Module 1: Blogging and Collaborative Learning
- Aleyna (Mannerberg) Storms
- Apr 11, 2024
- 2 min read
Updated: Apr 19, 2024

(Alam, 2019)
As the use of technology continues to grow rapidly, the need for Web 2.0 tools that are beneficial to both educators and learners becomes increasingly in demand. It is important to be able to utilize diverse ways to incorporate technology in learning environments to remain engaging and effective.
Luo (2015) notes that as Web 2.0 tools increasingly penetrate our daily lives, instructors have considered incorporating the tools into their academic courses. This has led to the use of collaboration between educator-to-educator and peer-to-peer to transition beyond verbal communication and into technological connections. That is where websites and social blogging take a stronger role.
Blogging Web 2.0 tools, such as blog websites such as Wix, and social media, like Twitter and Facebook, have allowed learners to collaborate with peers. This goes beyond learners in the standard K-12 classroom. Higher education, both online and in-person, as well as educators learning to expand their craft, can utilize blogs to share resources and communicate with others in similar fields.
Social media blogging, like Twitter, allows educators to create microlearning environments that can allow learners to express themselves and ideas through shorter texts and summaries (Luo, 2015, p. 239). This helps the learner to develop an understanding of communication through comprehensive, brief abstracts and the desire to use social media within the learning environment.

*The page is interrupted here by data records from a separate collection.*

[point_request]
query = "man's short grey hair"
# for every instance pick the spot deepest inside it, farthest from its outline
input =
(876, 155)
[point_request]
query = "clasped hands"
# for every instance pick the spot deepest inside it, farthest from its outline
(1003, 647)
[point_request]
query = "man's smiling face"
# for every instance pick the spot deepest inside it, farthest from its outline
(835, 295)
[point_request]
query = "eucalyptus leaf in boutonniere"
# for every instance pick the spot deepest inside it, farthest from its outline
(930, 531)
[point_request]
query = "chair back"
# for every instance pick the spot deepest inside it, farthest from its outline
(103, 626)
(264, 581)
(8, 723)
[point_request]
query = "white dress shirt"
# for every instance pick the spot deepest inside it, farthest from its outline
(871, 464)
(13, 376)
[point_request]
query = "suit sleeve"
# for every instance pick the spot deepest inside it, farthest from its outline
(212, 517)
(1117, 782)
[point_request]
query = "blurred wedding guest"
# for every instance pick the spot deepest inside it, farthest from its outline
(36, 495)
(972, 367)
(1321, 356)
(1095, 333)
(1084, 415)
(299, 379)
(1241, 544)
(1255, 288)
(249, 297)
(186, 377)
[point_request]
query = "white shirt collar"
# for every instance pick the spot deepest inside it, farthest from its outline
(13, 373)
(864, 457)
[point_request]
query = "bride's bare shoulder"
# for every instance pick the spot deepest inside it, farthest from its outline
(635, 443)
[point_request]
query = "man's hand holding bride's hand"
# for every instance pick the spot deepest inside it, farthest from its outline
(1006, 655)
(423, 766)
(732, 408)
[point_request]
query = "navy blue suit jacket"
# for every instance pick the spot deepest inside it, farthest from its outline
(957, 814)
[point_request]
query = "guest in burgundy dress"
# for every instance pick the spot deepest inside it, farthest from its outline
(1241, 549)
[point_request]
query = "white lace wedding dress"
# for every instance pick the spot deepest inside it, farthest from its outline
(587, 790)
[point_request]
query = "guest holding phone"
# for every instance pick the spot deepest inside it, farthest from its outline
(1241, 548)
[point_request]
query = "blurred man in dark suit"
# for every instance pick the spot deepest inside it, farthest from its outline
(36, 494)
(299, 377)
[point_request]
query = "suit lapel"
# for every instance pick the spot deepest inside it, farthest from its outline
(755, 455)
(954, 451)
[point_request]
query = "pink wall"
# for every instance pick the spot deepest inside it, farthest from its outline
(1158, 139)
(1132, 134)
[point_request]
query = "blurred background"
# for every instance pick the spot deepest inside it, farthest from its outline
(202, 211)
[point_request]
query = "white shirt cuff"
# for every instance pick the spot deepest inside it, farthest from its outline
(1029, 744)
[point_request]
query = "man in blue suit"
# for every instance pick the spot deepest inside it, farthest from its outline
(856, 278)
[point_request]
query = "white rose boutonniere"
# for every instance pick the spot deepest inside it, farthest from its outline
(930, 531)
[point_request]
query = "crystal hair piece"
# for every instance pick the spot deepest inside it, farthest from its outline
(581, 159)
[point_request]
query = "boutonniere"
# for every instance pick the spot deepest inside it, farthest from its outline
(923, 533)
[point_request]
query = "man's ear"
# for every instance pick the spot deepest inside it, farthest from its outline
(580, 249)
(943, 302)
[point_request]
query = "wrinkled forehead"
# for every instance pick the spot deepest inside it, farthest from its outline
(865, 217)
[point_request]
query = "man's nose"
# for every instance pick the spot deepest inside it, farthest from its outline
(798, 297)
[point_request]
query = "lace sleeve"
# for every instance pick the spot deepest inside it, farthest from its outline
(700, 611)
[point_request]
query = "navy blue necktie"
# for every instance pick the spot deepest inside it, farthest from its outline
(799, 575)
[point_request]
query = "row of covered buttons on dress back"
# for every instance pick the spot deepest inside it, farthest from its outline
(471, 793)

Beyond a microlearning environment, blogs help create a social constructivist learning environment. According to Kadir and Tasir (2020), by allowing learners to learn through social interactions (although many may believe that social media is counterproductive to social interactions) learners grow through cognitive development. When learners become bloggers within the learning environment to write their own reflections and reviews and comment on their peers’ blogging content, social constructivist learning environments develop new, technology-based, student-centered learning experiences.
Resources
Abdul Kadir, N. I., & Tasir, Z. (2020). Students’ Perceptions and Information-Sharing
Patterns in Learning Authoring System Course through Blogging. International Journal of Emerging Technologies in Learning (IJET), 15(19), 187. https://doi.org/10.3991/ijet.v15i19.10950
Alam, S. (2019). What is a blog? Quora. https://www.quora.com/What-is-a-blog-1
Luo, T. (2015). Tweeting and Blogging: Moving towards Education 2.0. International Journal on E-Learning, 14(2), 235–258.